Die Aufführung in unserer Eusebiuskirche ist, dieser zeitlichen Einordnung entsprechend, am Erscheinungsfest, den
6. Januar 2012, um 17:00 Uhr. Bachs volkstümlichstes und berühmtestes aller geistlichen Vokalwerke hat im Laufe der Jahrhunderte nichts an seiner Kraft eingebüßt.

Das originale Textbuch der ersten Aufführung des Werkes trägt die Überschrift: „ORATORIUM, Welches Die heilige Weynacht über In beyden Haupt- Kirchen zu Leipzig musiciret wurde. ANNO 1734“.
Die einzelnen Teile wurden erstmals vom Thomanerchor in Leipzig in den sechs Gottesdiensten zwischen dem ersten Weihnachtsfeiertag 1734 und dem Epiphaniasfest 1735 in der Nikolaikirche und der Thomaskirche aufgeführt. Seine Wiederentdeckung verdankt das Werk der Berliner Singakademie, der ältesten gemischten Chorvereinigung der Welt.

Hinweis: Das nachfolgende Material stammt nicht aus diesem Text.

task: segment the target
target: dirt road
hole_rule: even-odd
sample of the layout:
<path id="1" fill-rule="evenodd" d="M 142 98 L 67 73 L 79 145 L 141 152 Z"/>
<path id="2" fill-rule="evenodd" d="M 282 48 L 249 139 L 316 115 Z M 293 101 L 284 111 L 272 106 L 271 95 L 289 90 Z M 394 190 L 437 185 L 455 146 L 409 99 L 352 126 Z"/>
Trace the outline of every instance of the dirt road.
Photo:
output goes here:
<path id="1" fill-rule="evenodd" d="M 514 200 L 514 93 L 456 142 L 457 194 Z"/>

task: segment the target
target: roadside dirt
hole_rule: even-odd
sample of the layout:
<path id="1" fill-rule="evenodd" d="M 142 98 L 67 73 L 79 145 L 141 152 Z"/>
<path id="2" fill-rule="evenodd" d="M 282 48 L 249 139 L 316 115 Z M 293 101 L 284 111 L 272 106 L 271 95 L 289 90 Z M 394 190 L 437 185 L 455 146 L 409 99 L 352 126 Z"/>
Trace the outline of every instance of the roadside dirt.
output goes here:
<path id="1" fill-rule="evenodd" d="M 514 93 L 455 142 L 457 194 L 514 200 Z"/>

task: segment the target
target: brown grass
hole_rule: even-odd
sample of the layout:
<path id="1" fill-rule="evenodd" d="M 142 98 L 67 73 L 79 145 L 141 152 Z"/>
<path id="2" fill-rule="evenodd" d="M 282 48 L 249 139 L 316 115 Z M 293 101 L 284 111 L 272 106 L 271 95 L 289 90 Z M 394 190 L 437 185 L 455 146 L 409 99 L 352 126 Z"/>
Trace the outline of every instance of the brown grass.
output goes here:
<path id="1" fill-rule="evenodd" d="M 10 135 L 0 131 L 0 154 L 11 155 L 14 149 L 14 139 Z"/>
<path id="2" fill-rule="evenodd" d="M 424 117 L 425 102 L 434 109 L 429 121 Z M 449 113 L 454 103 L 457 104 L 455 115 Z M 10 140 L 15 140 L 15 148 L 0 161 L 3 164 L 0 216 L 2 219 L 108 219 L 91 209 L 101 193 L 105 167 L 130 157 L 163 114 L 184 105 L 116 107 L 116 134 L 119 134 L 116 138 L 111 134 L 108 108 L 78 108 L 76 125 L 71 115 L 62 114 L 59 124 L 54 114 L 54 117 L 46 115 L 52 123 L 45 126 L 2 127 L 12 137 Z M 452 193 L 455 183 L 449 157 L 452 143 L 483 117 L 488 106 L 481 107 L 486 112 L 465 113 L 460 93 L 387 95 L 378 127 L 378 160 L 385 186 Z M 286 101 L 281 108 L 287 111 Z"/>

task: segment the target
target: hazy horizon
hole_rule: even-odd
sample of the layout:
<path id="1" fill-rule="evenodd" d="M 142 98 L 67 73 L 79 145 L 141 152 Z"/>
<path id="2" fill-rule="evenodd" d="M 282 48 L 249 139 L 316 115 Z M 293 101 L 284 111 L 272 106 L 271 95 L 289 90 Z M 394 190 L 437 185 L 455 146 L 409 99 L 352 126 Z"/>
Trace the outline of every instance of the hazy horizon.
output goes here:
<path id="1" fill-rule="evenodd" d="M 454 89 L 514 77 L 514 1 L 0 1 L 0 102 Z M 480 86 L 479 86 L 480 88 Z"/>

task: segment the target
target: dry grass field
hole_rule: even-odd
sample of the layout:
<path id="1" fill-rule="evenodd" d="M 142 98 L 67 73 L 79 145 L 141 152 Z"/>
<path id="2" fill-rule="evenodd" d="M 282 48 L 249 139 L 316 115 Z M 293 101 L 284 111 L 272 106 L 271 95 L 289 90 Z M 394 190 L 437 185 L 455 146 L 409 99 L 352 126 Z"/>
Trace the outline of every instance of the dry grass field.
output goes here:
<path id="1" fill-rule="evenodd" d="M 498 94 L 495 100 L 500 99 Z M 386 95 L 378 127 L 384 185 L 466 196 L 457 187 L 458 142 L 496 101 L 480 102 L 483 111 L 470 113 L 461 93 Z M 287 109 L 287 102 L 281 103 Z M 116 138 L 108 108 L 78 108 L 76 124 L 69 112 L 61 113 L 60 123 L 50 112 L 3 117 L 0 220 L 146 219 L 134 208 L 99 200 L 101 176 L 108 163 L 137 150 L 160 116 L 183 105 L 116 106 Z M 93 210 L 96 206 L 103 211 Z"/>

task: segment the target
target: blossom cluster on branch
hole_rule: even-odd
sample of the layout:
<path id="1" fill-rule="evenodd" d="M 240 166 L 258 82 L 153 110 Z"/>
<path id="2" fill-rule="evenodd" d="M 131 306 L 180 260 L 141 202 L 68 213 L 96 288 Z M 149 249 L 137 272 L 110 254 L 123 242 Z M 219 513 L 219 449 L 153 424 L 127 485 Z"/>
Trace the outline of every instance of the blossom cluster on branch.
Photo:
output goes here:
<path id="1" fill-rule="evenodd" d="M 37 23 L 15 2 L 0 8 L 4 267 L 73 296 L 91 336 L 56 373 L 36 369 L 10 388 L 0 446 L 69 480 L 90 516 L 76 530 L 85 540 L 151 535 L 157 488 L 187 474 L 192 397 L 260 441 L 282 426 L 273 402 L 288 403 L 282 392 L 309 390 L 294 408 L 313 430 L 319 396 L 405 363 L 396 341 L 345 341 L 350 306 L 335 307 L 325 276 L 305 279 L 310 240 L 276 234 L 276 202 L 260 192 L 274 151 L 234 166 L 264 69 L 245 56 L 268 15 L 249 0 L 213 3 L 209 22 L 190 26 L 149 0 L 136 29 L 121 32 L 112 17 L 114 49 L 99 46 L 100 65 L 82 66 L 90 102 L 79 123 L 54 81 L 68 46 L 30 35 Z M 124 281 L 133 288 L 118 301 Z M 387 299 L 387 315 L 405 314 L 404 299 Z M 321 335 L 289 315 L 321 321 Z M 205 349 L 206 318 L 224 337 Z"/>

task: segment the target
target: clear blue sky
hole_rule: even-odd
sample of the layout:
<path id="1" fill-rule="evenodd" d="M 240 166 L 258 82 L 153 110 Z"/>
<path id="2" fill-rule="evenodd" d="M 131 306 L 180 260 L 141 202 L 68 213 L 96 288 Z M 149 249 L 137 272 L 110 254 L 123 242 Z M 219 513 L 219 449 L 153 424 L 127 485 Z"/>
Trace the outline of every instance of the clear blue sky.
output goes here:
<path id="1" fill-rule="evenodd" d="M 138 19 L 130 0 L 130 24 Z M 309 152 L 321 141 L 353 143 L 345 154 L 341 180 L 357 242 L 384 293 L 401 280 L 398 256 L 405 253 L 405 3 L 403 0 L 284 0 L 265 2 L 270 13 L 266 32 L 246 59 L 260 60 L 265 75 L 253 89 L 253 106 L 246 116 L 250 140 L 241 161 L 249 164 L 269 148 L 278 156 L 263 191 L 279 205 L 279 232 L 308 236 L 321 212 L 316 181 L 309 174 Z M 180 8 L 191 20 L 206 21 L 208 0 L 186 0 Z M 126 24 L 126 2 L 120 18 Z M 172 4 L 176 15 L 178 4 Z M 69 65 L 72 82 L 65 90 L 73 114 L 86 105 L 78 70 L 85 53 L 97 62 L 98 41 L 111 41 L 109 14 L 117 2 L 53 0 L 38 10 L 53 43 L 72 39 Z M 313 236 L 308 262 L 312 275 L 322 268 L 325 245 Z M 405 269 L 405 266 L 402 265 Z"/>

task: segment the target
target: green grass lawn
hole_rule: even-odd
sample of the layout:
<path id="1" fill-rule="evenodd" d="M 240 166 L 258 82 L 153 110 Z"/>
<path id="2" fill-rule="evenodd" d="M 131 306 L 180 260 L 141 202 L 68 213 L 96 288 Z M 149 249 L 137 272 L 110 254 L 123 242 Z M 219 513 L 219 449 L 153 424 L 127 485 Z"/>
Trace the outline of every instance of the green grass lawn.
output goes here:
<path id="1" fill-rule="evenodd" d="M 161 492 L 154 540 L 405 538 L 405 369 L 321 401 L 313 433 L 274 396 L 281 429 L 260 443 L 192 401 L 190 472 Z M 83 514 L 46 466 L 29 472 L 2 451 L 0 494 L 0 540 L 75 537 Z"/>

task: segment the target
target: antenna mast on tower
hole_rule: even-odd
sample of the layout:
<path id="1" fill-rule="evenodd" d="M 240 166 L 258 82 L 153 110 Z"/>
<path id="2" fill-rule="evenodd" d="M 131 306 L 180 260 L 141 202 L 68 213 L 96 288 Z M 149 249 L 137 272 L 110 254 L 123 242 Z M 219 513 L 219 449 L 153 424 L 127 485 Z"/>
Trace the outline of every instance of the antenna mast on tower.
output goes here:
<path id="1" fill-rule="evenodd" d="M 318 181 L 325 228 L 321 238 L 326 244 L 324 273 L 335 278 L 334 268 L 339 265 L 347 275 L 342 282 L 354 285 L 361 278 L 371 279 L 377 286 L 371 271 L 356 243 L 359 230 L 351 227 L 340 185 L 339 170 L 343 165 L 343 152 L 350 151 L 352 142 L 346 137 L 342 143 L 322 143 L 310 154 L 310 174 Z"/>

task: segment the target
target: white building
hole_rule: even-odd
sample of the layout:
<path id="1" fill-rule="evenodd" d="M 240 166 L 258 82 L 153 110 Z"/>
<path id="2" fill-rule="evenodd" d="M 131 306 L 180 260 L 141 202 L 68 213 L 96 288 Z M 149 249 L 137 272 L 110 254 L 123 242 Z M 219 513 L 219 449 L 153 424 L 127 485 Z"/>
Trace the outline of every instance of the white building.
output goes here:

Am 17. Dezember 1857 wurde es zum ersten mal nach Bachs Tod in Berlin wiederaufgeführt.
Ab Mitte des 20. Jahrhunderts erzielte es im Zuge der kirchenmusikalischen Erneuerungsbewegungen große Breitenwirkung.

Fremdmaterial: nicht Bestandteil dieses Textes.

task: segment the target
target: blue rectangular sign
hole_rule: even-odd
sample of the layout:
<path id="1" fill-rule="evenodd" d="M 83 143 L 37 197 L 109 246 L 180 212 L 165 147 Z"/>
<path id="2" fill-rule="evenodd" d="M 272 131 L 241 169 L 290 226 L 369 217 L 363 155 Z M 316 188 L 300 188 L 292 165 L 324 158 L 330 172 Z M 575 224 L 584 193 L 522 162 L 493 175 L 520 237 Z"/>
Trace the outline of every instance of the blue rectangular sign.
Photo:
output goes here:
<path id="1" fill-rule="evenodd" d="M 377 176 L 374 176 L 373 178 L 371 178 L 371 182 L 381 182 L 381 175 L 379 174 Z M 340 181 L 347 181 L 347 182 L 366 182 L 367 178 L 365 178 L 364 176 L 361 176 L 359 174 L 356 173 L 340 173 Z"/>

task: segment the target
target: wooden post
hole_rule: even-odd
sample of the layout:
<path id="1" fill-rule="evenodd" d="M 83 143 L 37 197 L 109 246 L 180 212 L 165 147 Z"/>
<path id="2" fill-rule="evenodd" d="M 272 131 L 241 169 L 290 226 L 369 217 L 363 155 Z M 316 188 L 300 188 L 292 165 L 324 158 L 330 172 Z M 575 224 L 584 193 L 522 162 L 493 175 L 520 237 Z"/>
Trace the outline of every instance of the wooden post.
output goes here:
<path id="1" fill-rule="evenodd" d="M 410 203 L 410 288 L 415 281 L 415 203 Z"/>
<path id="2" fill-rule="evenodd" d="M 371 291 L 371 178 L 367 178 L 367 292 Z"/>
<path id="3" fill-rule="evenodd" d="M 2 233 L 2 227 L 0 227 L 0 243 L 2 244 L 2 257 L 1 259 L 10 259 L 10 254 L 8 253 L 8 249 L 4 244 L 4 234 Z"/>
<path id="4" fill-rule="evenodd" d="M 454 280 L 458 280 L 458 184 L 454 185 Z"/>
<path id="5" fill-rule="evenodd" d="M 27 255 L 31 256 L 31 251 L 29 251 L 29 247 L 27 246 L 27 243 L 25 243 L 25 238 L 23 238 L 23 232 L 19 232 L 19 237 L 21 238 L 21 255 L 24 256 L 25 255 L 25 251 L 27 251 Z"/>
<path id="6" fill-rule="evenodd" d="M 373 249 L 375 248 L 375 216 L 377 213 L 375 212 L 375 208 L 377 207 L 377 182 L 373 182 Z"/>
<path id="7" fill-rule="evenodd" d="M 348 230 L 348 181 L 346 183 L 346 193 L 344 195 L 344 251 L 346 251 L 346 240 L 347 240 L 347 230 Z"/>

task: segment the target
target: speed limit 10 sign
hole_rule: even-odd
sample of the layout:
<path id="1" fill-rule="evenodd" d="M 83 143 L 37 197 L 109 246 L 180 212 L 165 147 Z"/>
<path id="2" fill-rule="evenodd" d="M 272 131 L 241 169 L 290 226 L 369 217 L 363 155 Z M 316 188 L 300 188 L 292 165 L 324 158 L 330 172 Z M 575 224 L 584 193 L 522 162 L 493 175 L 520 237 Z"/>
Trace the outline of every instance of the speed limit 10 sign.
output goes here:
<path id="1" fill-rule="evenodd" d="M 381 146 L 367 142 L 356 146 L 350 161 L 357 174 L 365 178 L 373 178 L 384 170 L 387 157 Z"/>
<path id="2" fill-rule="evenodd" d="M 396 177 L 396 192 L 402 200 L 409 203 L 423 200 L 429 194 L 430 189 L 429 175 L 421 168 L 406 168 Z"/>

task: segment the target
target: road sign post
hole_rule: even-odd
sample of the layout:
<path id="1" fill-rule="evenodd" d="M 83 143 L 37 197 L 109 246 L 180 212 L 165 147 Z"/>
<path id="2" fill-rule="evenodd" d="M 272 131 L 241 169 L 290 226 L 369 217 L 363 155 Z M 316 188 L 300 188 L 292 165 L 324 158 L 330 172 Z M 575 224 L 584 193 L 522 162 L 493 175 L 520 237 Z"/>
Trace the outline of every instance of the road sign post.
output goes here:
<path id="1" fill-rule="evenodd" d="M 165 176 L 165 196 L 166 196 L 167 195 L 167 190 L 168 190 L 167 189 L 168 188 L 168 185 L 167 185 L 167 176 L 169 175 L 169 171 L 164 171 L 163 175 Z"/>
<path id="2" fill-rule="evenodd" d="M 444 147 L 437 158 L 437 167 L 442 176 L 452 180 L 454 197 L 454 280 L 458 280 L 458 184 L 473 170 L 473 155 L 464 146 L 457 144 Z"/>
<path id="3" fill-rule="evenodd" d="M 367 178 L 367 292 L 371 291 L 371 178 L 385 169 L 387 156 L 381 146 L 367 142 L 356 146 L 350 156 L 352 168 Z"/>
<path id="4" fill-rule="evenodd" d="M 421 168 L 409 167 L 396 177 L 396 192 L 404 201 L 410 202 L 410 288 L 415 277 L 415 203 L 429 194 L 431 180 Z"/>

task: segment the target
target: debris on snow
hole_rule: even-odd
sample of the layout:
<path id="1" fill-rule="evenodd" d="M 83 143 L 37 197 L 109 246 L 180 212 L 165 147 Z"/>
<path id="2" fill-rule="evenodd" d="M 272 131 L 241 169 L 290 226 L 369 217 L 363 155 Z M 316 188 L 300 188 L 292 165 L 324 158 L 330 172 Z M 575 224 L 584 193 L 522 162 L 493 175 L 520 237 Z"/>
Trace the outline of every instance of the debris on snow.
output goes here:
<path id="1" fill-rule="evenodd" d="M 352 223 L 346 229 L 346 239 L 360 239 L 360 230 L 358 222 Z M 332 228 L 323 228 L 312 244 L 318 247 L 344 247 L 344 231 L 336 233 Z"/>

Bis heute erfreut es sich einer ungebrochenen Beliebtheit. Allein in Berlin soll es im letzten Jahr 50 Aufführungen gegeben haben.

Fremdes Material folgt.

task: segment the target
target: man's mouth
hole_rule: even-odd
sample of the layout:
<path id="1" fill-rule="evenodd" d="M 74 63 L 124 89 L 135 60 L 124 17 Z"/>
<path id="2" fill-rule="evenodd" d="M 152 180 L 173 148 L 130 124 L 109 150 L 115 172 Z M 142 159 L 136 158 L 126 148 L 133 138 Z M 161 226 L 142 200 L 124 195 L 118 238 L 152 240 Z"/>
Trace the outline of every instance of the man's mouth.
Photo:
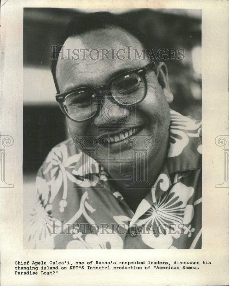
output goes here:
<path id="1" fill-rule="evenodd" d="M 119 134 L 113 135 L 113 136 L 110 136 L 109 137 L 105 137 L 104 139 L 106 141 L 111 143 L 122 141 L 130 136 L 138 133 L 142 130 L 143 127 L 142 126 L 139 126 L 134 128 L 132 127 L 130 130 L 120 132 Z"/>

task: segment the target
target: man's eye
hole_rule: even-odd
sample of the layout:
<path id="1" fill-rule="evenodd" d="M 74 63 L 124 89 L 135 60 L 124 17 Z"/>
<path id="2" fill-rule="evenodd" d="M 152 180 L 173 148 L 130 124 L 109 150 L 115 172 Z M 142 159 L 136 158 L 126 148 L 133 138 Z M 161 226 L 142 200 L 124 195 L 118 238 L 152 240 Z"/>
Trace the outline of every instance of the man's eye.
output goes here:
<path id="1" fill-rule="evenodd" d="M 130 78 L 119 82 L 118 85 L 119 88 L 123 92 L 130 92 L 137 90 L 141 82 L 141 80 L 140 78 Z"/>
<path id="2" fill-rule="evenodd" d="M 91 93 L 86 92 L 71 95 L 66 100 L 66 105 L 68 108 L 86 107 L 91 104 L 92 96 Z"/>

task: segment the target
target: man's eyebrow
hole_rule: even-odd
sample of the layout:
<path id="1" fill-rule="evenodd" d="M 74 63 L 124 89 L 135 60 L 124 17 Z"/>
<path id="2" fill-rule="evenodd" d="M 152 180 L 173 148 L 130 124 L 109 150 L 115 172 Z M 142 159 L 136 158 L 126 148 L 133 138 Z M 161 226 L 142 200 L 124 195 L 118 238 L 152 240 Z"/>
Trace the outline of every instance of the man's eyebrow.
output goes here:
<path id="1" fill-rule="evenodd" d="M 110 80 L 112 80 L 112 78 L 115 78 L 116 77 L 120 76 L 122 74 L 124 74 L 124 73 L 126 72 L 130 72 L 130 71 L 133 70 L 137 68 L 137 67 L 135 68 L 133 67 L 129 68 L 125 67 L 124 68 L 122 69 L 120 69 L 117 72 L 115 72 L 113 74 L 112 74 L 110 77 Z"/>
<path id="2" fill-rule="evenodd" d="M 117 71 L 116 72 L 115 72 L 114 73 L 113 73 L 111 76 L 109 77 L 109 79 L 107 80 L 107 81 L 106 84 L 107 84 L 109 82 L 110 80 L 112 80 L 114 78 L 118 76 L 120 76 L 120 75 L 122 74 L 124 74 L 127 72 L 130 72 L 130 71 L 133 70 L 134 69 L 136 69 L 138 68 L 137 67 L 125 67 L 123 69 L 120 69 L 118 71 Z M 74 90 L 77 89 L 77 88 L 80 88 L 82 87 L 92 87 L 90 86 L 89 87 L 88 86 L 87 86 L 85 85 L 81 85 L 79 86 L 69 86 L 66 89 L 66 91 L 64 92 L 64 93 L 67 92 L 68 91 L 71 91 L 71 90 Z M 97 86 L 95 86 L 94 87 L 95 88 L 96 88 L 97 87 Z"/>

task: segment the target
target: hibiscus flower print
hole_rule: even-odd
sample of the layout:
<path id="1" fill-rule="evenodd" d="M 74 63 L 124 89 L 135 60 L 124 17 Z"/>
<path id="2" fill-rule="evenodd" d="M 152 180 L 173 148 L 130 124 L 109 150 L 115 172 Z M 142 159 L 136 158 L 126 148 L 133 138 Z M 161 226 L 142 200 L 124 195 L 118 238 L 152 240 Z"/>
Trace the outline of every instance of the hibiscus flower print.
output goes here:
<path id="1" fill-rule="evenodd" d="M 187 202 L 194 192 L 192 187 L 178 183 L 139 218 L 138 225 L 145 225 L 145 231 L 141 235 L 146 244 L 155 249 L 171 246 L 173 239 L 180 236 L 181 226 L 184 223 L 189 223 L 193 217 L 193 206 L 187 205 Z M 153 231 L 153 233 L 149 231 Z"/>
<path id="2" fill-rule="evenodd" d="M 71 173 L 75 163 L 79 159 L 82 153 L 68 156 L 67 147 L 65 144 L 59 147 L 53 148 L 48 155 L 45 161 L 47 165 L 43 172 L 45 175 L 50 172 L 50 181 L 48 183 L 50 186 L 51 196 L 49 202 L 52 202 L 53 199 L 63 184 L 62 199 L 60 202 L 60 211 L 63 212 L 67 205 L 66 199 L 67 194 L 67 179 L 76 182 L 76 178 Z M 40 180 L 39 182 L 41 182 Z"/>
<path id="3" fill-rule="evenodd" d="M 38 199 L 30 214 L 31 219 L 29 223 L 30 234 L 28 242 L 33 243 L 33 248 L 54 248 L 53 238 L 51 235 L 53 231 L 53 219 L 49 215 L 48 208 L 48 206 L 47 208 L 44 208 Z M 58 224 L 61 225 L 59 221 L 54 219 L 57 225 Z"/>
<path id="4" fill-rule="evenodd" d="M 82 233 L 73 235 L 77 238 L 72 240 L 67 245 L 67 249 L 122 249 L 123 242 L 120 236 L 111 229 L 107 229 L 108 233 L 99 233 L 97 234 L 87 235 L 85 240 L 82 238 Z"/>
<path id="5" fill-rule="evenodd" d="M 178 156 L 187 146 L 190 137 L 198 137 L 197 129 L 201 122 L 196 124 L 191 118 L 171 110 L 170 148 L 168 157 Z"/>

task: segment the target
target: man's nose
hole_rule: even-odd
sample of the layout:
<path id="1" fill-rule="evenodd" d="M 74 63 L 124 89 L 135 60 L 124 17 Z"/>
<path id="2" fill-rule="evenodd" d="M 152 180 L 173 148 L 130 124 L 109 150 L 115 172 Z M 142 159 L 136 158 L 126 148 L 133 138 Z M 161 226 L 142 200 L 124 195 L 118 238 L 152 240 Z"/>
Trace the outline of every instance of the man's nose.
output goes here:
<path id="1" fill-rule="evenodd" d="M 125 106 L 113 100 L 104 100 L 99 112 L 94 118 L 94 124 L 100 124 L 123 123 L 130 114 Z"/>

Feierliche Eröffnungs- und Schlusschöre, die Vertonung der neutestamentlichen Weihnachtsgeschichte in den Rezitativen, eingestreute Weihnachtschoräle und Arien der Gesangssolisten prägen das Oratorium.
Die sechs Teile werden durch die Freude über die Geburt Christi verbunden. Hauptthema der Kantate IV ist die Beschneidung und Namensgebung Jesu, die in feierlicher wie meditativer Weise besungen wird.

Am Beginn steht mit „Fallt mit Loben, fallt mit Danken“ ein bewegender, von Hörnerklang geprägter Eingangschor. Inhalt der V. Kantate ist der Besuch der Weisen aus dem Morgenland, eingeleitet mit einem lebhaften, konzertanten und rasanten Eingangschor, der das universale Gotteslob zum Gegenstand hat. „Herr, wenn die stolzen Feinde schnauben, so hilf, dass wir im festen Glauben, nach deiner Macht und Hilfe sehn“ wird zu Beginn von Kantate VI dem Feind Herodes entgegen geschleudert. Die virtuosen Trompeten in diesem klangprächtigen Satz stimmen mit ihren Fanfarenklängen den Kampf gegen die Glaubensfeinde an. Gottes übermächtige Souveränität kommt im Text der Sopranarie „Nur ein Wink von seinen Händen stürzt ohnmächt´ger Menschen Macht“ zum Ausdruck. Ob das innige „Ich steh an deiner Krippen hier“, oder der feierliche Schlußchor mit dem virtuosen Trompeten - Solo, auch der letzte Teil des Weihnachtsoratoriums ist geprägt durch eine vielfältige musikalische und textliche Ausdruckswelt. Ungemein bewegt der letzte Satz des Oratoriums: „Bei Gott hat seine Stelle, das menschliche Geschlecht“.

Die Ausführenden sind: Gundula Peyerl (Sopran), Cecilia Tempesta (Alt), Julius Pfeifer (Tenor), Torsten Müller (Baß). Orchester unter Leitung von Joachim Ulbrich, Kantorei der Eusebiuskirche Wendlingen mit Gästen. Die Leitung hat Walter Schimpf.

Entnehmen Sie bitte alle weiteren Informationen der Presse.